Whether some text is inside a single paragraph or in different tables, a
headline and a block -- daisydiff doesn't care.

This leads to changes being flagged out of their original context, i.e. a
change done to a table cell will displayed in the headline above the table.

The reasons for that is, that DomTreeBuilder flattens all text nodes into a
simple list. RangeDifferencer (with the help of TextNodeComparator) then finds
the longest possible continuous list of changes, even though they should not
be continuous, because they are in a different parent block-element. When
visualizing the differences, all of them would then be inserted into the first
"common-parent", even though they all come from different parent blocks
elements.

I've solved this by letting DomTreeBuilder insert a dummy "separating" node
whenever a block starts or ends. This causes multiple RangeDifferences to be
created (i.e. one for all changes inside one block element) instead of one big
RangeDifference for all of them.

Additionally I improved the detection of "same" nodes in different DOM trees.
I also consider the node's position in the parent node, so that e.g. the
correct table cell (td) is found instead of the very first with the same
attributes.

Cheers,
Carsten

Original issue reported on code.google.com by kkape...@gmail.com on 16 Aug 2010 at 1:16

Attachments:

structure.patch

GoogleCodeExporter commented 9 years ago

Hi Carsten,

I've applied the patch but cannot see any improvements over the pre-patching 
output. Perhaps I had the wrong expectations about the outcome can you please 
advice? I've attached the two sources i'm using for comparison and the 
resulting output.

Original comment by hle.mich...@gmail.com on 19 Nov 2010 at 10:02

Attachments:

GoogleCodeExporter commented 9 years ago

Just to clarify the problem with the output on the previous comment. The diff 
for the Manufacturer and Description sections are scrambled together.

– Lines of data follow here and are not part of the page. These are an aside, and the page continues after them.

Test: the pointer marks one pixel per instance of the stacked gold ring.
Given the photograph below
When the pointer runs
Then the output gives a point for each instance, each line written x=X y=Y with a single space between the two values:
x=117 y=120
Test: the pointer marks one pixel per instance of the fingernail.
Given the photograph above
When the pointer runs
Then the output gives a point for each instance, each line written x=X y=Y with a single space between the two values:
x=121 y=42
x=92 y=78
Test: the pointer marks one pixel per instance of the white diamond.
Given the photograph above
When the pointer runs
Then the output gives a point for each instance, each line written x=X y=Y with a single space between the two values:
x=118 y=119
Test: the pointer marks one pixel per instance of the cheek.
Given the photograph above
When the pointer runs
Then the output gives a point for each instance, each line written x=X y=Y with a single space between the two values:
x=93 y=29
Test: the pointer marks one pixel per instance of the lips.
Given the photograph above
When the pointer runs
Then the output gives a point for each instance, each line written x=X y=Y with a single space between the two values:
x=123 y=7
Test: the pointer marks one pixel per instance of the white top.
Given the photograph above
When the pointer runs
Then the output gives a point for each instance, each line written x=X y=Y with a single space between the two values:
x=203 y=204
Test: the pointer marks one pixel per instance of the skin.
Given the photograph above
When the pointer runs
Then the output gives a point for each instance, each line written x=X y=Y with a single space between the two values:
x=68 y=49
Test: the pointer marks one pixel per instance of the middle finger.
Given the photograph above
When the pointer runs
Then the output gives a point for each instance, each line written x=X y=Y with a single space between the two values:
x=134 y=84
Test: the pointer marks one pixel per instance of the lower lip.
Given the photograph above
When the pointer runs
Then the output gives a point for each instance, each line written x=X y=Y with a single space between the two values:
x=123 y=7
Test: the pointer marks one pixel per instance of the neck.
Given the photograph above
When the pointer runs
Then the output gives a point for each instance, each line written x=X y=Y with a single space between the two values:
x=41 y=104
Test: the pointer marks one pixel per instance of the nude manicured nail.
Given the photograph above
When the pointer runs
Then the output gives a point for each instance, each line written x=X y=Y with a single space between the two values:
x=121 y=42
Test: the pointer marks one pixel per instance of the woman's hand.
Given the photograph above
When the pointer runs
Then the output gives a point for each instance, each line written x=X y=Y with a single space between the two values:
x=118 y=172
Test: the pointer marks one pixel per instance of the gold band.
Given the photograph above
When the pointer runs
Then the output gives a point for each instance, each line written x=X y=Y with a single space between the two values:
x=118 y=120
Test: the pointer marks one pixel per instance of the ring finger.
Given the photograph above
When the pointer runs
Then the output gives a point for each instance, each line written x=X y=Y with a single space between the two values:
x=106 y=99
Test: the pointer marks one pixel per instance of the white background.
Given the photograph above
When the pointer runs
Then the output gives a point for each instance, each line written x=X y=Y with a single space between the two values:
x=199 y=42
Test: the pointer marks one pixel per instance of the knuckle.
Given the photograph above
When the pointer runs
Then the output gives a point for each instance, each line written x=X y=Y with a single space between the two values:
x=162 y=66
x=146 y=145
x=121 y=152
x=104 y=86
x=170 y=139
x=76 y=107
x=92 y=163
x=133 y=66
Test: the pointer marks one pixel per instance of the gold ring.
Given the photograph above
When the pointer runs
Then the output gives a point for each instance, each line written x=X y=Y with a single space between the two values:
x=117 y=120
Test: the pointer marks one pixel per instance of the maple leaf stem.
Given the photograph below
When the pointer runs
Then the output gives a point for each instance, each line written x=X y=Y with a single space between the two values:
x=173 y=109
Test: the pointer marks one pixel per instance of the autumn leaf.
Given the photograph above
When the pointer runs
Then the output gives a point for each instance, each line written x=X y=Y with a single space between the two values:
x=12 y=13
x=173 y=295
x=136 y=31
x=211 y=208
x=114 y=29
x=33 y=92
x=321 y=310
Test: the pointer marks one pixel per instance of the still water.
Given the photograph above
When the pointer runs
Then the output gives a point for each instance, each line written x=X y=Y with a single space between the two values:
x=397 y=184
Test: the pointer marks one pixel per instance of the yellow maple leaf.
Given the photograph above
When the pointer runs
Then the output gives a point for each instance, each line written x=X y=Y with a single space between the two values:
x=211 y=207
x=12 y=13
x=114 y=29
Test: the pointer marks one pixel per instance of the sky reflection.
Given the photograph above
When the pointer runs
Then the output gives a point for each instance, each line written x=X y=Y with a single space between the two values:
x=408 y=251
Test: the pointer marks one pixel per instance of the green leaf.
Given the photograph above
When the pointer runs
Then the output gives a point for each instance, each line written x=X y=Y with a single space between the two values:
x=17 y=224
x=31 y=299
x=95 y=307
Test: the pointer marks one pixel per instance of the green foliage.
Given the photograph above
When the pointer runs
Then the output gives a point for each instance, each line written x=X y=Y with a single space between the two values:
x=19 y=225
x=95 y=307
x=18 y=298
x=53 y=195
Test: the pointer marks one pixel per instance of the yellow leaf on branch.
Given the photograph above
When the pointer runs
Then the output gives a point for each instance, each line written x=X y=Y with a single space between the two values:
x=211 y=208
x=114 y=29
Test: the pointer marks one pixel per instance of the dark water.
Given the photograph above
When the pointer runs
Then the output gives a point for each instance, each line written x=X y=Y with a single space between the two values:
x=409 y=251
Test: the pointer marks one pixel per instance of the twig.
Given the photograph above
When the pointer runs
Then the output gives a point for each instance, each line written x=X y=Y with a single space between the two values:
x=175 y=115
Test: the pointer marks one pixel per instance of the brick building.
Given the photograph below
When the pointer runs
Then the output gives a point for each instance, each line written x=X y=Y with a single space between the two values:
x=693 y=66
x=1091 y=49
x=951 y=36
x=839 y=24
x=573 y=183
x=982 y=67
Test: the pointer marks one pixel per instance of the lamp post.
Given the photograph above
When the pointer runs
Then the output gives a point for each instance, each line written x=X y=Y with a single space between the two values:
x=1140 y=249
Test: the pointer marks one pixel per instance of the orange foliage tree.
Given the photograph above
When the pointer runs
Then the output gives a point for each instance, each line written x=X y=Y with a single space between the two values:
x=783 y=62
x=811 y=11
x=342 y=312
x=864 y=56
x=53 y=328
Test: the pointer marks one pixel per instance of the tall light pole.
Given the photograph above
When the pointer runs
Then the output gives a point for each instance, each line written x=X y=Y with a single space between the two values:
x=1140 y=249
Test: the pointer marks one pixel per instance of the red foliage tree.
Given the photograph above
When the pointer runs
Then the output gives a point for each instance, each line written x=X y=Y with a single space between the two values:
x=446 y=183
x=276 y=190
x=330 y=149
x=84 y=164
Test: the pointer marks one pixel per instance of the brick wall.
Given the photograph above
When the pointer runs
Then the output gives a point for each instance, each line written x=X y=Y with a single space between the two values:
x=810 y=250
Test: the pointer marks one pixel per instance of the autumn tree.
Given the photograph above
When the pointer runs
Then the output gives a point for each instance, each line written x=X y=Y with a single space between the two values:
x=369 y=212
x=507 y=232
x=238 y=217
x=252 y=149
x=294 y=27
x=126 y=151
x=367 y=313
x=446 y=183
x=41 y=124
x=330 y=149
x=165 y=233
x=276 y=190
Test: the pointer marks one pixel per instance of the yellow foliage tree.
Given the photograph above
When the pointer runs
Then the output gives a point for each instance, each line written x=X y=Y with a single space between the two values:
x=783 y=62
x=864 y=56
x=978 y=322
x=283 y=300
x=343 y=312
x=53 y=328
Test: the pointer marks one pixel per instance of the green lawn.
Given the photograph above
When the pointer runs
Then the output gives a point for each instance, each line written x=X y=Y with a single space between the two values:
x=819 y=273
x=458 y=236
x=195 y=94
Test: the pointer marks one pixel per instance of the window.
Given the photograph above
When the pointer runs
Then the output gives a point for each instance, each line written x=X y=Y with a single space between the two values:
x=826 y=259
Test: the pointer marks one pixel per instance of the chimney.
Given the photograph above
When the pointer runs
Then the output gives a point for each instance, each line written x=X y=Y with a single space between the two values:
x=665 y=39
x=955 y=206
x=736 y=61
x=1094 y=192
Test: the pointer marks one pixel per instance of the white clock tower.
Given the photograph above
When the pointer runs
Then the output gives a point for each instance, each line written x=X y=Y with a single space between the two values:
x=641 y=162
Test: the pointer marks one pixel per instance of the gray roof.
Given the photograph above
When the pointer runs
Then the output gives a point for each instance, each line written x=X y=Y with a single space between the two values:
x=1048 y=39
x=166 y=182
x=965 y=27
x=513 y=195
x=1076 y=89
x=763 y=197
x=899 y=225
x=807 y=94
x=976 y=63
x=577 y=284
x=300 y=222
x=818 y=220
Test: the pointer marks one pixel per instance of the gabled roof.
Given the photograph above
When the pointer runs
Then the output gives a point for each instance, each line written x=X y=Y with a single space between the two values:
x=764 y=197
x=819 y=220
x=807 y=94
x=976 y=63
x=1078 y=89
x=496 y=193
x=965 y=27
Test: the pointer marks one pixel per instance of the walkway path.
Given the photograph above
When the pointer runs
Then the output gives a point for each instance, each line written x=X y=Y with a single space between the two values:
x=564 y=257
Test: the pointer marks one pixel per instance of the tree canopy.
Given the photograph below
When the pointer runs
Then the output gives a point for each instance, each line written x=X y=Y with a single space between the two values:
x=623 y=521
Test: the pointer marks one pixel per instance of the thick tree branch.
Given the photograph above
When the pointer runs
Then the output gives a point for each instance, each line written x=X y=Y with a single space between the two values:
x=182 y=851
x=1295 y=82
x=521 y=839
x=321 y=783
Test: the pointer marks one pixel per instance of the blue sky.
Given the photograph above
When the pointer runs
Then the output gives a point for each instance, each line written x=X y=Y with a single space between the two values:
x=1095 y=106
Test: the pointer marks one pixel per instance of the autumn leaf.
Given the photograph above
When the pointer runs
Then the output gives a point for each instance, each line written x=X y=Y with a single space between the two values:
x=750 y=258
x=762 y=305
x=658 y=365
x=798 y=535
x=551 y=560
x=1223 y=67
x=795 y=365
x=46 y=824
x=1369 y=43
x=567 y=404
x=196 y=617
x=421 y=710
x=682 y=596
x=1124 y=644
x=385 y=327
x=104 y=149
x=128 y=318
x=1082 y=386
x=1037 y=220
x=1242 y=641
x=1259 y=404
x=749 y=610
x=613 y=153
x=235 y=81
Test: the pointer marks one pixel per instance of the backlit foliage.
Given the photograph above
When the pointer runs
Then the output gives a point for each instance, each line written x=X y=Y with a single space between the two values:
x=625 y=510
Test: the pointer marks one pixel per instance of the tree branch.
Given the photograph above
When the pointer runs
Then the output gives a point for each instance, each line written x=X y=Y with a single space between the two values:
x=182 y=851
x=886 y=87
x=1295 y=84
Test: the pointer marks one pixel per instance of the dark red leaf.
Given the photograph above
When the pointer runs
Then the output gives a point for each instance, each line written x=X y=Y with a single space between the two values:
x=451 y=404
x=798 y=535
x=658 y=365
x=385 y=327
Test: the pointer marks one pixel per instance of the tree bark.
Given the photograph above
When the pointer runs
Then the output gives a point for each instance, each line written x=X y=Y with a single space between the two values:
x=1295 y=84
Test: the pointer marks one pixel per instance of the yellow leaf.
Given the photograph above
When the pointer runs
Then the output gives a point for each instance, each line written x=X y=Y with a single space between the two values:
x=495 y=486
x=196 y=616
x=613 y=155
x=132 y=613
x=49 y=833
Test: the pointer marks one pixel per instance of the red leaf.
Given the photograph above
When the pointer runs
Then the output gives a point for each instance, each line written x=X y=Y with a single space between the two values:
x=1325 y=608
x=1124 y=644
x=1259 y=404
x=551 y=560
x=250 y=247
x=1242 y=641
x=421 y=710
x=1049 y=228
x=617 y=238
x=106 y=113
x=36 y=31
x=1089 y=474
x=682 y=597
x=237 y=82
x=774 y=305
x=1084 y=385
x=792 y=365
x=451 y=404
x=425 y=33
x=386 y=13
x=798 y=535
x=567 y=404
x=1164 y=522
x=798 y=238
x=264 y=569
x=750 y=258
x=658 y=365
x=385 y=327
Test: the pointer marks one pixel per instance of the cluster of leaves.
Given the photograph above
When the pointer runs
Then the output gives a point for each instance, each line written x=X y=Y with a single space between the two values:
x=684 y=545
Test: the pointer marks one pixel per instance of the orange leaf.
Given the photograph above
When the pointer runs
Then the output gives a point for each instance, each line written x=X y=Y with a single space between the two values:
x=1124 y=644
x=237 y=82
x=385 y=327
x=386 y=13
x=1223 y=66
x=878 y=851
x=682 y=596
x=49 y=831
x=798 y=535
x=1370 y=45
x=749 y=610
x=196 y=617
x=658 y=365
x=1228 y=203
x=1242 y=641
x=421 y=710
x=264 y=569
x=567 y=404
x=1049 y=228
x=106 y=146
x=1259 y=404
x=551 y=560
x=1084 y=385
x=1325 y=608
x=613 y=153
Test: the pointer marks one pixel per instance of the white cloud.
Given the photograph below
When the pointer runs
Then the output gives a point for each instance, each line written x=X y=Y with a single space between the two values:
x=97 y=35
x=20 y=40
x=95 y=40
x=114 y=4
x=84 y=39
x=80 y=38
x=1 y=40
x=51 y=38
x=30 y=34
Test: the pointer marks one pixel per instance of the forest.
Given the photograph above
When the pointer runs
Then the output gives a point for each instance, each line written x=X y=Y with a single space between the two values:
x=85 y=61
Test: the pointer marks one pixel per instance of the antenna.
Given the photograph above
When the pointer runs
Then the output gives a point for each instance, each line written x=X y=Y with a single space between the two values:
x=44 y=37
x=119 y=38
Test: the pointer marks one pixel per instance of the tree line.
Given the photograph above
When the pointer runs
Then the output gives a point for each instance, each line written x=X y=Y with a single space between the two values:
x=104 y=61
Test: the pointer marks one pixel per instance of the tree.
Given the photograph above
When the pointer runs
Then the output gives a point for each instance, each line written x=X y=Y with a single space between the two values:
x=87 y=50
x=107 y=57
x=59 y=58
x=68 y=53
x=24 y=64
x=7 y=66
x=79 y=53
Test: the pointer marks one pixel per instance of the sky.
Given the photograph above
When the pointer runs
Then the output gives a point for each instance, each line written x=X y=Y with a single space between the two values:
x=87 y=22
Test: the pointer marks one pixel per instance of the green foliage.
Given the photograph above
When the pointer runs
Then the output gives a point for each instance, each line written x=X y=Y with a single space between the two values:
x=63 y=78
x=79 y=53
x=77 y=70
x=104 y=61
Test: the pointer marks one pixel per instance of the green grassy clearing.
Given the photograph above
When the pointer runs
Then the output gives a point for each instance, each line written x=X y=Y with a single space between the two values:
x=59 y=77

Original comment by hle.mich...@gmail.com on 19 Nov 2010 at 10:14

GoogleCodeExporter commented 9 years ago

Hi Michael,

sorry for coming back to you so late. I just checked your example and you are 
right, this scenario is not covered by my patch. Daisydiff doesn't know or care 
about sections or chapters like e.g. "Manufacturers" from your snippets. 
Daisydiff only sees two long list of text elements and tries to find and report 
as few differences in them as possible.

Daisydiff would need to learn about those chapters (h1..h6 for a start) and 
perform the differencing separately for the text nodes of those chapters.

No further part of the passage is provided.